Forget the outdated idea of months-long "bulking" and "cutting" phases that the newbies love to talk about. Instead, bulk and cut throughout the day, maximizing muscle gains while controlling body fat.

How? By manipulating insulin.

Depending on your background, you probably think of insulin as either the anabolic Holy Grail or the natural enemy of fat loss. Which is it? Let's find out.

Insulin is Like a Woman

It's human nature to label something as good or bad, but this myopic outlook often does us more harm than good. You'd think we would've learned this lesson in the 80s when we erroneously demonized dietary fat, but alas, we humans tend to be slow learners.

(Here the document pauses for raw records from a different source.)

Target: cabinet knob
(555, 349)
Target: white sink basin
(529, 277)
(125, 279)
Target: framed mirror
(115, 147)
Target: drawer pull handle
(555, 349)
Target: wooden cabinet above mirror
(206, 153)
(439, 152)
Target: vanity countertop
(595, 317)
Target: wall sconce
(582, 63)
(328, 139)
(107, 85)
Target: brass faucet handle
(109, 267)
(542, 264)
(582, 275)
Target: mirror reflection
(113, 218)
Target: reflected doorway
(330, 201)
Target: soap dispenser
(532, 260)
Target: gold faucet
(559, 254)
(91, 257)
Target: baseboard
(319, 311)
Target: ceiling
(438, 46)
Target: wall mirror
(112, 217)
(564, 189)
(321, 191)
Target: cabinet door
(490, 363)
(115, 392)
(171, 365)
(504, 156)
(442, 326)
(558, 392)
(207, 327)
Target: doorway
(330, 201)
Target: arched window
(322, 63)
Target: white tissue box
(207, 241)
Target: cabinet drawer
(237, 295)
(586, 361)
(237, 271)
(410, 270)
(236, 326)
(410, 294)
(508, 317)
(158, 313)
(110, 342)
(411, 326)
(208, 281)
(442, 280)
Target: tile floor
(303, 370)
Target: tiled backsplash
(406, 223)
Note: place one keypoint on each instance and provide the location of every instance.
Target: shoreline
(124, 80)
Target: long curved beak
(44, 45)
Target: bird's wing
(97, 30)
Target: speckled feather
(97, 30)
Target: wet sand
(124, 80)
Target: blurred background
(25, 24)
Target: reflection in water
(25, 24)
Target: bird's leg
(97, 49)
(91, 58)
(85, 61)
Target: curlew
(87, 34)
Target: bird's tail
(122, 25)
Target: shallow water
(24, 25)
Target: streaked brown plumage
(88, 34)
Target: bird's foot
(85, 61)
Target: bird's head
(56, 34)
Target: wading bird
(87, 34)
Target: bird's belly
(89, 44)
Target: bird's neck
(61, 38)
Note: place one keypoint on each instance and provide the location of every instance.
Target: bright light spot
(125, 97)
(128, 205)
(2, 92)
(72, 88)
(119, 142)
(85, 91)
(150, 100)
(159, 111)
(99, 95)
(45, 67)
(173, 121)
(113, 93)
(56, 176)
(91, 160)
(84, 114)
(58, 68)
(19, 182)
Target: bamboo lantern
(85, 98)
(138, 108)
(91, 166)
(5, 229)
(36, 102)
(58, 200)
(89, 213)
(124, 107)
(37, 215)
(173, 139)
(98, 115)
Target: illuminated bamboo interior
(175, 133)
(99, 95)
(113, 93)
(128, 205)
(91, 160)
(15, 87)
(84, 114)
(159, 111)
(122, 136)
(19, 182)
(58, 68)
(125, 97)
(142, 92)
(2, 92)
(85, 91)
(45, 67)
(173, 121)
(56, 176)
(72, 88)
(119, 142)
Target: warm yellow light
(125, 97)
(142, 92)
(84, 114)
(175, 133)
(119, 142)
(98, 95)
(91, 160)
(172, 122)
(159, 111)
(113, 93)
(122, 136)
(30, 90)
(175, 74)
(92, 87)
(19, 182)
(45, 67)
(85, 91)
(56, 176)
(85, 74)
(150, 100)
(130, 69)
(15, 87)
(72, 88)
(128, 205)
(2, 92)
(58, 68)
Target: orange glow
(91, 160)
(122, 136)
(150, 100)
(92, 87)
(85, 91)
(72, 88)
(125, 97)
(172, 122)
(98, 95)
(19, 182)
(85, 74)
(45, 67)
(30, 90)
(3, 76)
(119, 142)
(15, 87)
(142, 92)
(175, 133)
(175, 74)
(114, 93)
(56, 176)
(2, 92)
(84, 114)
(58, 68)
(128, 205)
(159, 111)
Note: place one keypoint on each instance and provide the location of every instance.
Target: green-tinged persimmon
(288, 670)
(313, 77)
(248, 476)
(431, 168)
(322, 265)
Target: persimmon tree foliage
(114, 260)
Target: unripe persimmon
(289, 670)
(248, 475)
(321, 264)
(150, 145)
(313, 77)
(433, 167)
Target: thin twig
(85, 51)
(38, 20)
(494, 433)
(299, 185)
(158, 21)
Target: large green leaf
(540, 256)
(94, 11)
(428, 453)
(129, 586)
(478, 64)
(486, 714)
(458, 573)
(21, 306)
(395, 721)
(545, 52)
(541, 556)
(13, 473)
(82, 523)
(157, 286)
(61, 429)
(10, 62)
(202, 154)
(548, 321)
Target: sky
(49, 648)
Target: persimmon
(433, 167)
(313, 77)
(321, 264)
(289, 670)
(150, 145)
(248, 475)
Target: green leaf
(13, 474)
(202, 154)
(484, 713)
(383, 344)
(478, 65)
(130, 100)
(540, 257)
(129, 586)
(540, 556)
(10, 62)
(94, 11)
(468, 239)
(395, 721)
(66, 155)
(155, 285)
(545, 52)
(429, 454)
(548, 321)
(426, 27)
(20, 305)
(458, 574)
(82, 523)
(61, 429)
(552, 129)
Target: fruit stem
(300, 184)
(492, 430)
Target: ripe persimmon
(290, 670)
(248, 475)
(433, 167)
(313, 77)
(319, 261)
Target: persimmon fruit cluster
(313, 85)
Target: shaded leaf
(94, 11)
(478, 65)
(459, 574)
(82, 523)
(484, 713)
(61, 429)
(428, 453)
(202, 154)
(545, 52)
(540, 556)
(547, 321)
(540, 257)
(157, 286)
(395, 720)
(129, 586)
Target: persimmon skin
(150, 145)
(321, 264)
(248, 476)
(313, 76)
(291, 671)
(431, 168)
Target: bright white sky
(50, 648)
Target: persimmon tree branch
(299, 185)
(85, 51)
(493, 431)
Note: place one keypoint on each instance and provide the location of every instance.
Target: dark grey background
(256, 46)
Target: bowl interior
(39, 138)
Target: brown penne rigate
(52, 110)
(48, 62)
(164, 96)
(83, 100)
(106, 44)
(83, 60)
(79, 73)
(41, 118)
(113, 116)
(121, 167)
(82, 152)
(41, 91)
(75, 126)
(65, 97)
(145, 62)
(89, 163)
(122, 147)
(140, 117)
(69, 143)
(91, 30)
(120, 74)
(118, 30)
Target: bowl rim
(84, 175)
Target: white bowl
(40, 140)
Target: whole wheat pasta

Those passionate about fat loss label insulin an evil bastard of a hormone that's making us chubby by inhibiting fat burning and promoting fat storage. On the other hand, those focusing on muscle building label insulin's anabolic and anti-catabolic actions as nothing short of magical.

How can a simple hormone be a fat boy's nemesis anda skinny boy's secret weapon?

The truth is, insulin is like a woman: sometimes she loves you, sometimes she hates you. But the good news is that unlike a woman, we can accurately predict how insulin will act.

Know Your Opponent

Insulin is an anabolic hormone. In fact, it's even more anabolic than growth hormone. The problem is, it's indiscriminately anabolic and doesn't care whether it helps promote the building of muscle or the accumulation of fat.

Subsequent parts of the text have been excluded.